A total of 3,942 American service members have been killed in Iraq as of Thursday, according to icasualties.org, an independent Web site that tracks the statistics.
U.S. officials in Iraq said the death toll had risen because the military was targeting armed groups that had been driven out of Baghdad and Anbar by the increase in American troops.
In January, the military launched a major offensive in northeastern Diyala province, where nine service members were killed. In addition, the U.S. moved troops to the northwestern Ninevah province, which has become an al Qaida in Iraq stronghold. Seven service members were killed there in January, compared with four in December.

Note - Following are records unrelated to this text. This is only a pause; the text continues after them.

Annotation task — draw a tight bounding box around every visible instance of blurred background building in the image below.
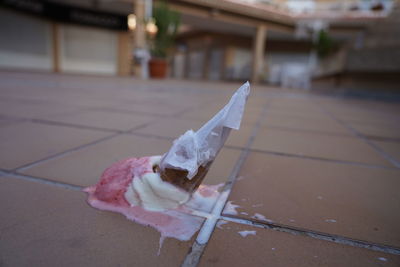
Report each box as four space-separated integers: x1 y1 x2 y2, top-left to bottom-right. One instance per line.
0 0 400 93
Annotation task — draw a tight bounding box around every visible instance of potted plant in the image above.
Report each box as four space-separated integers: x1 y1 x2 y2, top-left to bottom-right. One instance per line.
149 2 181 78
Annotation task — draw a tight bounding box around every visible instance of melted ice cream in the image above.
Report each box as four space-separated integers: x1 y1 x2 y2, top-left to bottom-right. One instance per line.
125 156 190 211
84 156 221 249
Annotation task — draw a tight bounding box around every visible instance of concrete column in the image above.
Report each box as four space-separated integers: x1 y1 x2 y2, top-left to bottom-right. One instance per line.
51 22 61 72
251 25 267 83
133 0 146 78
117 32 132 76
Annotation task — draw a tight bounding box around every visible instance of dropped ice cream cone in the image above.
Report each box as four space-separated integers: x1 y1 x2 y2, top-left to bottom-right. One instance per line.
84 83 249 246
159 82 250 193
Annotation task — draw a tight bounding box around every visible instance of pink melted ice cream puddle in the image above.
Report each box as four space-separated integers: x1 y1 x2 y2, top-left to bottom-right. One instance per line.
84 156 221 252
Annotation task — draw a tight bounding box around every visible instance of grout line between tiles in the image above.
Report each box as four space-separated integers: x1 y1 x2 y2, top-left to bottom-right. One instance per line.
225 145 398 170
0 171 84 191
181 98 269 267
317 102 400 168
30 119 123 133
221 216 400 255
11 133 120 172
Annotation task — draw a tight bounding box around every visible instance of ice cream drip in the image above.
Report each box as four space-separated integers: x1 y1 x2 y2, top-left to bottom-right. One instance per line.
84 83 249 252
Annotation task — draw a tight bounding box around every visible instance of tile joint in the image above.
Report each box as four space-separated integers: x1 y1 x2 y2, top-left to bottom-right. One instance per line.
182 101 269 267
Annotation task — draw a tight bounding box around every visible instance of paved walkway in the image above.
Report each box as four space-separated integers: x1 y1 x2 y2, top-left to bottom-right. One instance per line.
0 72 400 266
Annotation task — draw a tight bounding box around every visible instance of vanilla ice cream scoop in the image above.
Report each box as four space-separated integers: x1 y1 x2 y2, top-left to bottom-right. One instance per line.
159 82 250 192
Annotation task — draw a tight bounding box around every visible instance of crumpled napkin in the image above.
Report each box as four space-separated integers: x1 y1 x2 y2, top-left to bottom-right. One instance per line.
159 82 250 179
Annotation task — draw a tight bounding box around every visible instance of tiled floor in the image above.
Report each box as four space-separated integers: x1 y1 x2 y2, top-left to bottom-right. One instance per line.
0 72 400 266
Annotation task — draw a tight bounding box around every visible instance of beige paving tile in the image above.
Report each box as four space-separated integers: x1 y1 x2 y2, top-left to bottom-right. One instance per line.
0 99 83 118
199 223 400 267
23 135 240 186
266 107 330 120
43 110 159 130
223 153 400 247
0 122 110 169
372 141 400 162
203 147 241 184
134 118 207 139
329 105 399 124
252 128 392 166
348 122 400 140
104 102 187 116
225 124 254 148
0 177 191 266
261 113 352 135
133 118 253 150
23 135 172 186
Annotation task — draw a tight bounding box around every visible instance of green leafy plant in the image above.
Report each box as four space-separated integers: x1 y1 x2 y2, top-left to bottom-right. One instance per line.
151 2 181 58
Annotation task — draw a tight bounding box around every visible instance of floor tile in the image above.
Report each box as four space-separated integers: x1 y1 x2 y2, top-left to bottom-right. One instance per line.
19 135 172 186
23 135 240 186
371 141 400 162
223 153 400 247
43 110 159 130
252 127 392 166
0 122 110 169
199 223 400 267
266 106 330 119
348 122 400 140
134 118 206 139
0 99 84 118
328 105 399 124
103 102 188 116
261 113 352 135
0 177 191 266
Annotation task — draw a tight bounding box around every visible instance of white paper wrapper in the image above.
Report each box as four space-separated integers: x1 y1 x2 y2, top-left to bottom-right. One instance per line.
160 82 250 179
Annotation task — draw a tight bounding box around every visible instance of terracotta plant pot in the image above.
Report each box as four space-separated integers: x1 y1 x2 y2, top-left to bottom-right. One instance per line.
149 58 168 79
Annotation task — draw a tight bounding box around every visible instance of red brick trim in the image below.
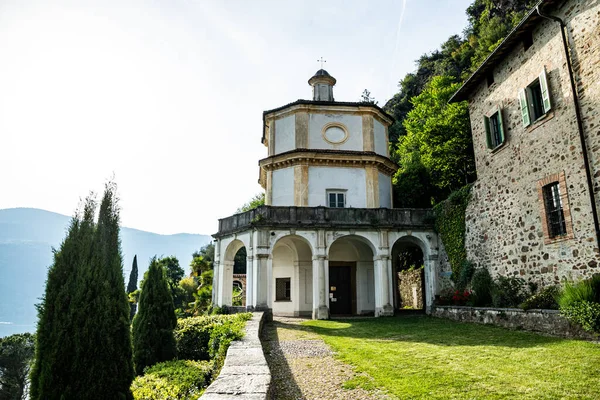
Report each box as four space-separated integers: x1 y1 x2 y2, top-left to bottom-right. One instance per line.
537 171 575 244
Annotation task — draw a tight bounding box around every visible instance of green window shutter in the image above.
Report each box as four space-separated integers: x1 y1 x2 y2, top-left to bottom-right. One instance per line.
540 68 552 113
519 89 531 127
498 106 504 144
483 117 493 149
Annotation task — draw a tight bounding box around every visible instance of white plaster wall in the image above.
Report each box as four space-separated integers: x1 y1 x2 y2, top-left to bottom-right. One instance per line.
275 115 296 154
310 167 367 208
378 172 392 208
271 167 294 206
373 118 388 157
308 114 363 151
356 261 375 314
271 246 298 316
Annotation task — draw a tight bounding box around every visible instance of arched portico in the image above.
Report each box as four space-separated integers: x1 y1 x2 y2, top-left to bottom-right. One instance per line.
269 234 313 316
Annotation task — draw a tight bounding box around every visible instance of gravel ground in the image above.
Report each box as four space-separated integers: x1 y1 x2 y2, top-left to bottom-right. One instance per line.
262 317 389 400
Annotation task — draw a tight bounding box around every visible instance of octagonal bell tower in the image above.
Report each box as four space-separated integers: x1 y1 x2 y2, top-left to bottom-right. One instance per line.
259 69 398 208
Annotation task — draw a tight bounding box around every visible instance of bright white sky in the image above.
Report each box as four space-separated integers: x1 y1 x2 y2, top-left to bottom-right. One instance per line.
0 0 472 234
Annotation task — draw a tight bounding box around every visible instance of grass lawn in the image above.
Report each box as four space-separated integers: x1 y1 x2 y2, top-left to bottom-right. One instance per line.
304 316 600 399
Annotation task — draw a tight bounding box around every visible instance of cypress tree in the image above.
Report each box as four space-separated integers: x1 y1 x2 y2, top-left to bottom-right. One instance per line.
72 182 134 400
133 257 177 375
30 196 96 400
127 254 138 321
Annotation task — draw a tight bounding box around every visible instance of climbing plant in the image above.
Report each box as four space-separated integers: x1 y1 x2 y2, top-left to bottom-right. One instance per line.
433 185 471 281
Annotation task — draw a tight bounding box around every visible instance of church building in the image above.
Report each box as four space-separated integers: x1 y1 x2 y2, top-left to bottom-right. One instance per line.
213 69 444 319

The fact that more Americans have been killed in those provinces has some fretting that the U.S. is fighting another round of "whack-a-mole," a term that Sen. John McCain, R-Ariz., once used to describe chasing insurgents and terrorists from one part of Iraq to another.
This month, the American and Iraqi militaries launched an operation to rid Mosul — Iraq's third-largest city — of Islamic militants, a battle that could last months, a senior U.S. commander there said, speaking on condition of anonymity because he wasn't authorized to discuss the subject publicly.
Is the shift in casualties "an indication that al Qaida is on the run or that we are entering another phase of a long war?" asked retired Army Brig. Gen. Kevin Ryan, a senior fellow at Harvard University's Belfer Center for Science and International Affairs.
Others argue that the drop in American deaths in Baghdad and Anbar is evidence that al Qaida in Iraq has been weakened, and that operations such as those in Diyala and Ninevah will weaken it further.
"Al Qaida knows the surge is working," President Bush said Thursday in a speech in Las Vegas. "They no longer have a safe haven in Anbar province; they're on the run."
However, Pentagon officials have said that although al Qaida in Iraq is weaker, they still don't know when they'll be able to reduce the U.S. force in Iraq below the pre-surge level of about 140,000.
American commanders in Iraq are even more circumspect. Nearly all agree that al Qaida in Iraq is weaker since the U.S. troop buildup began, but they caution that violence probably would return to places such as Baghdad and Anbar if American troops left.
Earlier this month, Maj. Gen. Rick Lynch, the commander of Multinational Division Central, which includes Baghdad, warned against pulling out U.S. troops too quickly.
"If you've got an area that you've taken away and you walk away from it, 96 hours later the enemy is back — and he's intimidating the population (and) he's killing innocent people," Lynch said. "So we have to manage this transition very diligently."